Я молчал, не зная, что ответить. Дианна всегда выказывала необыкновенную поддержку и понимание по отношению ко мне, особенно в те моменты, когда моя болезнь давала знать о себе вспышками ярости, и я часто благодарил Дианну за это. Но теперь мне казалось, что мои слова за ужином как-то повлияли на неё, негативно настроили её против меня, ввиду чего её понимание представлялось мне каким-то автоматическим, неискренним.
Моя девушка отстранилась и посмотрела на меня. Её глаза блестели от слёз.
– Дианна, – проговорил я с сочувствием в голосе, – не надо…
– Я давно хотела сказать тебе, – прервала меня она, – вернее, меня давно посетила эта мысль… Я думаю, что тебе нужна помощь.
Я понимал, к чему клонила Дианна; она довольно долго подводила меня к этому разговору.
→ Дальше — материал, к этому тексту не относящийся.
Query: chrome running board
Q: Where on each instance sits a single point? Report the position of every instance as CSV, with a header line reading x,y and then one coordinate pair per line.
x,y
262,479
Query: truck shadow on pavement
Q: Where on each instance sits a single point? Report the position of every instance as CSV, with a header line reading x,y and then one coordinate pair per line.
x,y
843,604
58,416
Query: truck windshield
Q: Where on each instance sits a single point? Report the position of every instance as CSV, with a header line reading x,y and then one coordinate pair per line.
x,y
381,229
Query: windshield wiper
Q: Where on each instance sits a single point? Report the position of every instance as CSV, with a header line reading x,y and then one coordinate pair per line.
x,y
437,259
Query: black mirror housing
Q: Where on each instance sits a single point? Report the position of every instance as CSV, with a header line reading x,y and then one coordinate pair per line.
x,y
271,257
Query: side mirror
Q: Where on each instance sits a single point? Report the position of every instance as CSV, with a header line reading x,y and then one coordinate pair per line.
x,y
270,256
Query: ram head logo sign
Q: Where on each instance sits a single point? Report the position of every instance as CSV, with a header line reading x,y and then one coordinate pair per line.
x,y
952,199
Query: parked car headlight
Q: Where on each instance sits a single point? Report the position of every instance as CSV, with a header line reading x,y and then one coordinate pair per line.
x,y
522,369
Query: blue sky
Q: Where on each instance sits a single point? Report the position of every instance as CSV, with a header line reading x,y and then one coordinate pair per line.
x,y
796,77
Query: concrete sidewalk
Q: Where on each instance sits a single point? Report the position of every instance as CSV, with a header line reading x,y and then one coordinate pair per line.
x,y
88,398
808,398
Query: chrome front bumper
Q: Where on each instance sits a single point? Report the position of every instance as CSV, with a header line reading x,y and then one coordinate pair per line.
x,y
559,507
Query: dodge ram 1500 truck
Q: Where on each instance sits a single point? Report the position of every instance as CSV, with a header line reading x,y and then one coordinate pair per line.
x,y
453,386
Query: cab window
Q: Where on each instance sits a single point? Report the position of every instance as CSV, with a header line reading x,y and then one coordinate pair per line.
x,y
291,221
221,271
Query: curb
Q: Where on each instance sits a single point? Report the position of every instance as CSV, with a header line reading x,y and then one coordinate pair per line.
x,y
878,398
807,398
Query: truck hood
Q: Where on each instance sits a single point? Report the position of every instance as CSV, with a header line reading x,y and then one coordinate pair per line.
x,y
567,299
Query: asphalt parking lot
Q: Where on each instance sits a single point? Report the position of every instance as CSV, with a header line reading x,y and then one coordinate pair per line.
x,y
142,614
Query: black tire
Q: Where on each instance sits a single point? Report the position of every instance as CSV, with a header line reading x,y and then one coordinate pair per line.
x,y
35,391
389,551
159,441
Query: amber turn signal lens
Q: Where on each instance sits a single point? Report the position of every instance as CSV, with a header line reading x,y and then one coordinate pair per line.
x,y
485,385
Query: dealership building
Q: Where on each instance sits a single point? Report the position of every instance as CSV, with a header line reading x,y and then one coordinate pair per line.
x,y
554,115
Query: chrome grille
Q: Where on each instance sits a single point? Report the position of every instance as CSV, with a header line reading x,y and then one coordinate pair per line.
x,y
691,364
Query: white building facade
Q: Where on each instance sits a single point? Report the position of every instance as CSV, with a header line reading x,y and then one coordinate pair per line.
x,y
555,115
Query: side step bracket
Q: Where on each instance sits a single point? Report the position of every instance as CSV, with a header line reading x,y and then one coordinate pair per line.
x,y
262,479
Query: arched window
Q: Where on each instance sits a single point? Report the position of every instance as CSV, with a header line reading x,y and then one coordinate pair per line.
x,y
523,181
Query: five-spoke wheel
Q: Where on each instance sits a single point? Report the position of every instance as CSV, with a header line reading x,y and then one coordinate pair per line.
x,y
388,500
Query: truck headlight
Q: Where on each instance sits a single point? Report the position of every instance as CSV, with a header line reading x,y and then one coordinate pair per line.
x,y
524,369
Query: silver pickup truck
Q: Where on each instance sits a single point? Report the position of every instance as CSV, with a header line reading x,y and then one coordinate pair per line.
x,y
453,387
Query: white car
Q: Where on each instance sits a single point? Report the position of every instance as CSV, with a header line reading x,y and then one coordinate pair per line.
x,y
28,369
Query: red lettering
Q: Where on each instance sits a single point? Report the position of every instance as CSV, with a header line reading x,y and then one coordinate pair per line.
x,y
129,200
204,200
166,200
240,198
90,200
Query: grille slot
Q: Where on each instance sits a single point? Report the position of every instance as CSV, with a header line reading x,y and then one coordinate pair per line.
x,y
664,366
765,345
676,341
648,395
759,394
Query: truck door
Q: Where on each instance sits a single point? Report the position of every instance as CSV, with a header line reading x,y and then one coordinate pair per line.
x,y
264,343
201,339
– Рядом со мной есть люди, оказывающие мне помощь, – спокойно ответил я. – Я чувствую её.
– Я не об этом, Логан… Ты не считаешь, что тебе нужно обратиться к специалисту?
Меня всегда раздражали эти разговоры, но я не знал истинную причину своего раздражения. Первоначально я не видел смысла в моём обращении к врачам только потому, что ни в какую не желал признавать свою болезнь. Со временем, конечно, убеждение в том, что я болен, окрепло в моём сознании, но для окружающих я оставался в слепом неведении, непонимании того, что со мной действительно происходит что-то страшное. Суждения близких о моём расстройстве нередко злили меня, и я, приблизительно зная, что могут сказать по этому поводу врачи, не спешил к ним обращаться. К тому же я прекрасно понимал, что неврологи могут направить меня на сеанс к психологу, и это было, наверное, самым веским аргументом против моего обращения к врачам. Я и сам никогда не любил разбираться в своих мыслях, чувствах, поступках, не любил анализировать их; а уж копаться в моей голове постороннему человеку я бы ни за что не позволил.